An air traffic controller told the Southwest pilots that they should not have been on the runways during the May 19 incident.

The Federal Aviation Administration said Thursday that the Southwest plane cleared the runways when the other planes passed directly overhead, and that the decision to abort the landings was «out of an abundance of caution.»

“The FAA investigated the events and determined that appropriate steps were taken to ensure safe operations,” the agency said.

The National Transportation Safety Board said it is not investigating the matter.

The incident comes after half a dozen close calls in recent months that are being investigated by security officials. These include one in February in which a FedEx plane flew about 100 feet above a Southwest jet in Austin, Texas, after an air traffic controller cleared both planes to use the same runway.

In this month’s incident, an incoming United Airlines plane flew as low as a few hundred feet over San Francisco Bay before pilots saw the Southwest plane on the same runway and decided to abandon its landing.

Shortly after that, the crew of an incoming Alaska Airlines plane saw the same Southwest jet crossing a second parallel runway, and the pilots also aborted their landing.

Both the United and Alaskan planes turned around and landed safely.

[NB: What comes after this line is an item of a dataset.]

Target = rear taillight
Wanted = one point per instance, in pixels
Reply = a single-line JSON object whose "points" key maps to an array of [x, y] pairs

The air traffic controller told the crew of the Southwest plane, «They shouldn’t be on the runway,» according to a recording captured by LiveATC.com. When one of the pilots tried to explain himself, the controller cut him off and said, «I don’t need an argument.»

The incident was first reported by the San Francisco Chronicle. The San Francisco airport was the scene of a terrifying near disaster in 2017when pilots of an Air Canada plane mistook a taxiway for their runway and nearly landed on top of four other planes waiting to take off.

Despite recent close calls, the acting FAA chief has said the nation’s air traffic system is safe, noting the lack of a fatal crash involving a US airline since 2009.

However, concern over close calls led the FAA to hold a «safety summit» in March. The agency said this week it is investing $100 million in improvements at 12 airports, but not in San Francisco, to reduce the number of «runway incursions», when an aircraft or airport vehicle is on a runway when it shouldn’t be.